Fig 4:- Super Elevation illustration after Maxlow J, 2012, Expanding Earth video No 5 of 16, illustrating the scale of potential uplift due to Super Elevation on an expanding earth from Permian to the present.
The South African Rift Valley (more accurately described as the East Africa Rift), is a well-known active rift that is easily observable at the earth’s surface. Rifting systems exhibiting similar features to the East Africa Rift are 1), the Europe Cenozoic Rift of the Rhine River, which passes through the Netherlands, as the Lower Rhine Embayment, then extending into the North Sea and 2), the North American Realfoot Rift of the Mississippi River which flows through Mississippi and Louisiana, as the Mississippi Embayment, then onto New Orleans on the Mississippi Delta.
The Mississippi Delta is located on the Southern edge of the North American continental crust and is not subject to uplift from the process of super elevation. It is perceived to subside as the continental crust uplifts and absolute sea level increases. When considered from the frame of reference within the rift, the sediments of the Mississippi Delta become an analogue of the Nile Delta sediments of Canopus Fig 3, and can be thought of as at their location of deposition while the crust is uplifted and sea level rises. Mississippi Delta subsidence was defined by Dokka, et al., 2006 as ‘The average subsidence rate for GPS sites located on the delta is 5.2 +/- 0.9 mm/year relative to the Earth’s center of mass, or 7mm/year relative to mean sea level.’
Fig 5:- Location of New Orleans on the sediments of the Mississippi Delta, South of the Michoud fault and the continental North American Crust. Roy K. Dokka et al., 2006 (adapted from Peel, et al., 1995)

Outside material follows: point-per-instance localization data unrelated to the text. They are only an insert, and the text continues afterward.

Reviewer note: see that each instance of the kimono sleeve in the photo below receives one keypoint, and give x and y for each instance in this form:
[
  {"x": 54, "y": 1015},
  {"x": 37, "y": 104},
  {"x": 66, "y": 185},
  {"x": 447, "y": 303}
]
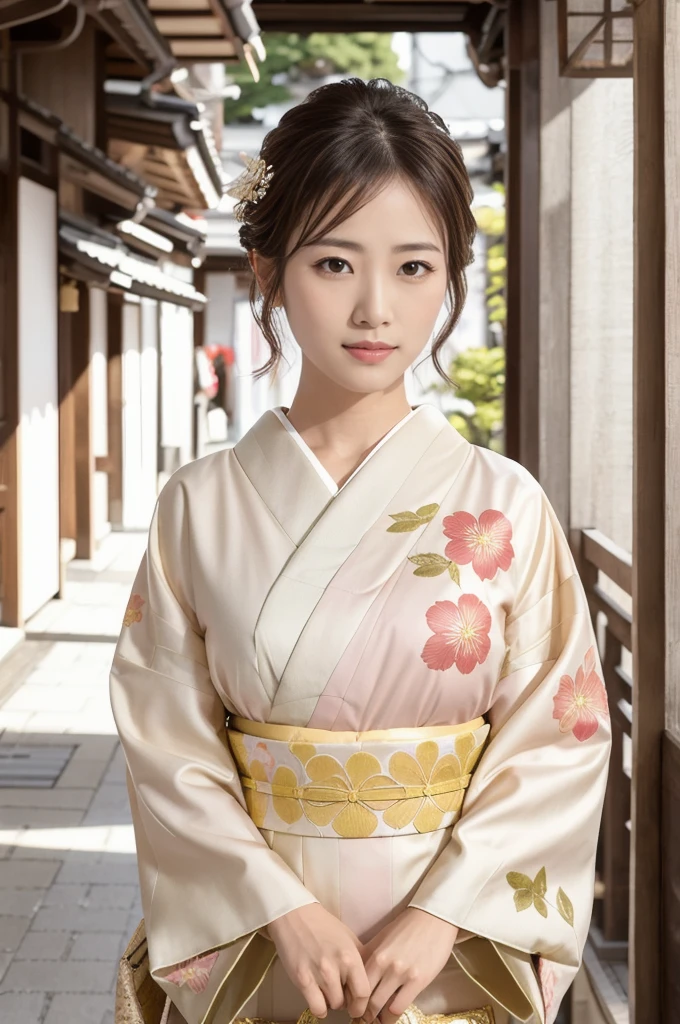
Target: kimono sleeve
[
  {"x": 517, "y": 876},
  {"x": 207, "y": 876}
]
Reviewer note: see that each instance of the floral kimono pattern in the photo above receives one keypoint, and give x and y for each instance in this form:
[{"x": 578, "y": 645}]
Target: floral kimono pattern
[{"x": 435, "y": 589}]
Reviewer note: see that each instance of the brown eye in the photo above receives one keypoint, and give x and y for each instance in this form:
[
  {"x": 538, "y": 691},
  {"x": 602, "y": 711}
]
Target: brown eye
[
  {"x": 412, "y": 268},
  {"x": 332, "y": 264}
]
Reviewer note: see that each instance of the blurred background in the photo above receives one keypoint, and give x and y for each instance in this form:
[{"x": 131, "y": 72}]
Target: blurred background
[{"x": 128, "y": 348}]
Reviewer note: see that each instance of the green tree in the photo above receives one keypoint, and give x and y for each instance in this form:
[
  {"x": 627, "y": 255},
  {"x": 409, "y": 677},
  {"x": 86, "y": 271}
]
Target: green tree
[
  {"x": 293, "y": 57},
  {"x": 479, "y": 374},
  {"x": 491, "y": 222}
]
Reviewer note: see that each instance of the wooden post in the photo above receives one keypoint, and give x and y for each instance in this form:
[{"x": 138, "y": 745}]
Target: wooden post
[
  {"x": 523, "y": 172},
  {"x": 648, "y": 514},
  {"x": 10, "y": 583},
  {"x": 84, "y": 459},
  {"x": 115, "y": 383},
  {"x": 671, "y": 760}
]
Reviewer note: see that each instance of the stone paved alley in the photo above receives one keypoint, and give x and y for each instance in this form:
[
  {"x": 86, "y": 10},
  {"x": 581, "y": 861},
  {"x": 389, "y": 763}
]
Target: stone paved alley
[{"x": 69, "y": 897}]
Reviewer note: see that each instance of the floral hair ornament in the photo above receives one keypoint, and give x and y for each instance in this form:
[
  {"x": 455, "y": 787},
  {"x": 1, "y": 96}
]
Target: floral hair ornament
[{"x": 251, "y": 185}]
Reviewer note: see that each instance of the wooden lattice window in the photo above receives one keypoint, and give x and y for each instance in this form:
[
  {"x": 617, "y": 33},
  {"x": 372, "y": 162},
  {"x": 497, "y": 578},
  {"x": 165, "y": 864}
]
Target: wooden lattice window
[{"x": 595, "y": 38}]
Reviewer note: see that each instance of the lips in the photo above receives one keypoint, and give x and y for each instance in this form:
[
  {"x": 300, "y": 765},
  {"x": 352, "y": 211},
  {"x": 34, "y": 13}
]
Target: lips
[{"x": 371, "y": 346}]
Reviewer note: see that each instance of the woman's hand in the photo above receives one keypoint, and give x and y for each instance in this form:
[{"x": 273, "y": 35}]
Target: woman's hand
[
  {"x": 402, "y": 958},
  {"x": 323, "y": 958}
]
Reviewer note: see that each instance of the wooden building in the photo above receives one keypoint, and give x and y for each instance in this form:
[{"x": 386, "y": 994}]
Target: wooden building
[
  {"x": 99, "y": 159},
  {"x": 593, "y": 398},
  {"x": 593, "y": 339}
]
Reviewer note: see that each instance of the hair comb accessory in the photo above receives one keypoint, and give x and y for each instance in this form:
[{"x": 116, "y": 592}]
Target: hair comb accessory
[{"x": 251, "y": 185}]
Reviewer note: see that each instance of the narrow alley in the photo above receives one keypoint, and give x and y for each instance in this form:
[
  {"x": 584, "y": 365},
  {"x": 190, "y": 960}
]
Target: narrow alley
[{"x": 69, "y": 891}]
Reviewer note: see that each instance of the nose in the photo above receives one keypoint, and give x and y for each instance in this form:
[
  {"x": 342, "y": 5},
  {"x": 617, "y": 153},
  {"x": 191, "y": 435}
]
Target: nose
[{"x": 373, "y": 302}]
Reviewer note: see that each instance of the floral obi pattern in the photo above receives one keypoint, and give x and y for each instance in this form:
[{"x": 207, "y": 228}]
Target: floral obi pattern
[{"x": 354, "y": 784}]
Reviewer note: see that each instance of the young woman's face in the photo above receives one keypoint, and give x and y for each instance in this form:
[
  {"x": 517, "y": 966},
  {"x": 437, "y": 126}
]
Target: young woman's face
[{"x": 378, "y": 276}]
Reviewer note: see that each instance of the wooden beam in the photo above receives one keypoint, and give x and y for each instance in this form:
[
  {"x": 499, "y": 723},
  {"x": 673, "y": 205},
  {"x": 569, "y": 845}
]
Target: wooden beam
[
  {"x": 327, "y": 16},
  {"x": 648, "y": 518}
]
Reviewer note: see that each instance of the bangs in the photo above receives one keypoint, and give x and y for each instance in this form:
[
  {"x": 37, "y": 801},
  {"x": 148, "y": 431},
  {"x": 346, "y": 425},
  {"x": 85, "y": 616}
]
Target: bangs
[{"x": 346, "y": 196}]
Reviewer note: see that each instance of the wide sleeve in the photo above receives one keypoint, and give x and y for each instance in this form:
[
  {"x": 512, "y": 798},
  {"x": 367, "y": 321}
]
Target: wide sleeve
[
  {"x": 208, "y": 878},
  {"x": 517, "y": 876}
]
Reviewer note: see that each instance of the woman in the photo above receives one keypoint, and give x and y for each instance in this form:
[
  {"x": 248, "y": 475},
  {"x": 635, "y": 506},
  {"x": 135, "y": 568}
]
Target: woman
[{"x": 388, "y": 617}]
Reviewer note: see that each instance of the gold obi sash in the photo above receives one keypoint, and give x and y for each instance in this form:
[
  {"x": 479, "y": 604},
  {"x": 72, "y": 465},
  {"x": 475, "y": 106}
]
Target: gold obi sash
[{"x": 354, "y": 784}]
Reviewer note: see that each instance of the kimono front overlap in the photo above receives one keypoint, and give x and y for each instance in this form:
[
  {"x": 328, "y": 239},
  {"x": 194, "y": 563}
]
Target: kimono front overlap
[{"x": 434, "y": 589}]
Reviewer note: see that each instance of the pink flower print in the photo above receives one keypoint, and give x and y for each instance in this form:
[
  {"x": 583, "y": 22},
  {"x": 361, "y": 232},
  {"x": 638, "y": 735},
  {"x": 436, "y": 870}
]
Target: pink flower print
[
  {"x": 194, "y": 973},
  {"x": 133, "y": 610},
  {"x": 547, "y": 979},
  {"x": 580, "y": 704},
  {"x": 461, "y": 634},
  {"x": 484, "y": 542}
]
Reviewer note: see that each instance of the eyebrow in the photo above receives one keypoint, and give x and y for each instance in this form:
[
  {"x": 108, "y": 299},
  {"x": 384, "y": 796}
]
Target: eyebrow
[{"x": 355, "y": 247}]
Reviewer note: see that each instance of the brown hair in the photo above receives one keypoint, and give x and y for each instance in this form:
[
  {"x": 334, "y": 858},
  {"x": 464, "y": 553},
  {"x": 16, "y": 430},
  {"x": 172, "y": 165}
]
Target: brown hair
[{"x": 339, "y": 147}]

The Nile Delta cities of Canopus and Herakleion and the Mississippi Delta city of New Orleans are both built on delta sediments over an actively subsiding rift, at the intersection of the rift and the coastal edge of the continental crust. As the geological setting of the lost cities is almost identical to New Orleans, it is possible to propose Canopus and Herakleion as a model for the future subsidence of New Orleans. To this extent it can be expected that New Orleans will continue subsiding at an average rate of about 3.4 mm/year, so that New Orleans should reasonably be expected to be 8 metres under the Gulf of Mexico in another 2500 years. That is one third of a metre per 100 years.
Delta based relative subsidence can then be used for long term policy planning, infrastructure investment and risk assessment in New Orleans, where the continental crust is uplifting and sea level is rising, encroaching on and inundating the delta. The wider issue is then the climate change debate, which can be framed in a paradigm where sea level rise is natural and ongoing, while the earth’s continental crusts are uplifted by Super Elevation.
JC note: As with all guest posts, please keep your comments civil and relevant. This post was submitted to me via email. While I find the topic interesting, I claim no personal expertise on this topic.